Remote control policing

Ground-breaking traffic technology designed to improve road safety and reduce congestion on the roads could also have huge benefits in the policing of cross border crime. Cliff Caswell reports

Sep 9, 2004
By Cliff Caswell

Ground-breaking traffic technology designed to improve road safety and reduce congestion on the roads could also have huge benefits in the policing of cross border crime. Cliff Caswell reports

Intelligent Transport Systems (ITS) have the potential to make an impact on crime figures, denying criminals the use of the road and forcing them to change their behaviour.

Many of these technologies have already been earmarked for road-charging schemes by the Government, aimed at reducing traffic gridlock and cutting pollution. But looking further in to the future, some agencies believe such technology could result in substantial improvements in road safety, with visions of advanced driver aids, collision and journey data recording and even the prospect of the ‘automated highway’ potentially leading to substantial reductions in road accidents and the resulting fatalities and injuries.
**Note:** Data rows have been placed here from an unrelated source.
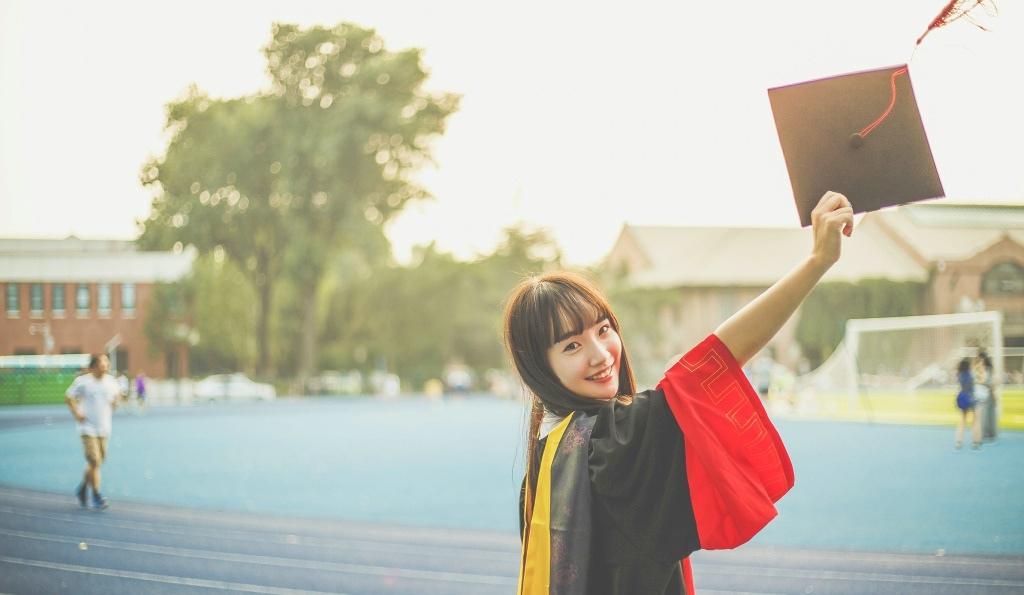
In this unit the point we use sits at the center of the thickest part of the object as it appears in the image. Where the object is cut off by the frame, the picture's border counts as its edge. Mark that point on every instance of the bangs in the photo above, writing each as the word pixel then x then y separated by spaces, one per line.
pixel 567 311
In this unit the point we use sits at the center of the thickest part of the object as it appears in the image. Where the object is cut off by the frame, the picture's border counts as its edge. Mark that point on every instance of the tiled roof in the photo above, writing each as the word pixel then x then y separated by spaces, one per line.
pixel 760 256
pixel 75 260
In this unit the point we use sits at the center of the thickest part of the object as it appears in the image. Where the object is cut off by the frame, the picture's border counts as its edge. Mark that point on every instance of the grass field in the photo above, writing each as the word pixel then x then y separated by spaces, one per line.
pixel 34 388
pixel 929 408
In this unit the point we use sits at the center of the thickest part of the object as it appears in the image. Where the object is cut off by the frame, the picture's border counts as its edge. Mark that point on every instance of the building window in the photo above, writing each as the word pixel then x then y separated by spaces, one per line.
pixel 36 299
pixel 82 299
pixel 12 300
pixel 57 299
pixel 1004 279
pixel 103 298
pixel 128 298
Within theses technological advances there are also major benefits for .law enforcement. An example of this is vehicle location equipment, which can provide deployment information to a force control room, allowing the most appropriate units to be dispatched to an incident, and has already been tested on UK roads.

But this is just the tip of the iceberg. With the prospect of widespread use of advanced ANPR systems and the ability for officers to be able to remotely immobilise cars, cross-border law enforcement will be a reality.
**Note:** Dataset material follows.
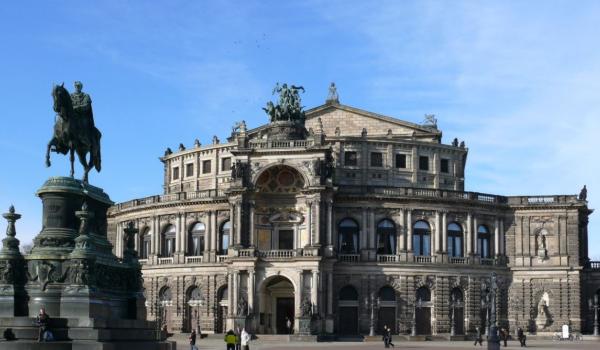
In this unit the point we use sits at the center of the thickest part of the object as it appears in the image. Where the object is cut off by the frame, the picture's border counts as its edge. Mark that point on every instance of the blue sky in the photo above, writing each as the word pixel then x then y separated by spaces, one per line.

The rapid progress of ITS, which has its roots in kit produced for the military, has surpassed the expectations of many motor industry experts.

The mainstay of many systems is the global positioning system (GPS) satellite network. Accurate enough to pinpoint a vehicle within metres of its location, it can track a stolen car and provide accurate directions to drivers. With the introduction of real-time traffic information (the TrafficMaster SmartNav system now has this capability) cars can be directed around congestion.

Vehicles are also becoming more intelligent. Onboard computers now monitor running data such as tyre pressures and can identify potential faults before they become a serious problem. In the new version of its Laguna, Renault introduced an electronic data card which doubles as the vehicle ignition key. The card stores information that can be downloaded by technicians.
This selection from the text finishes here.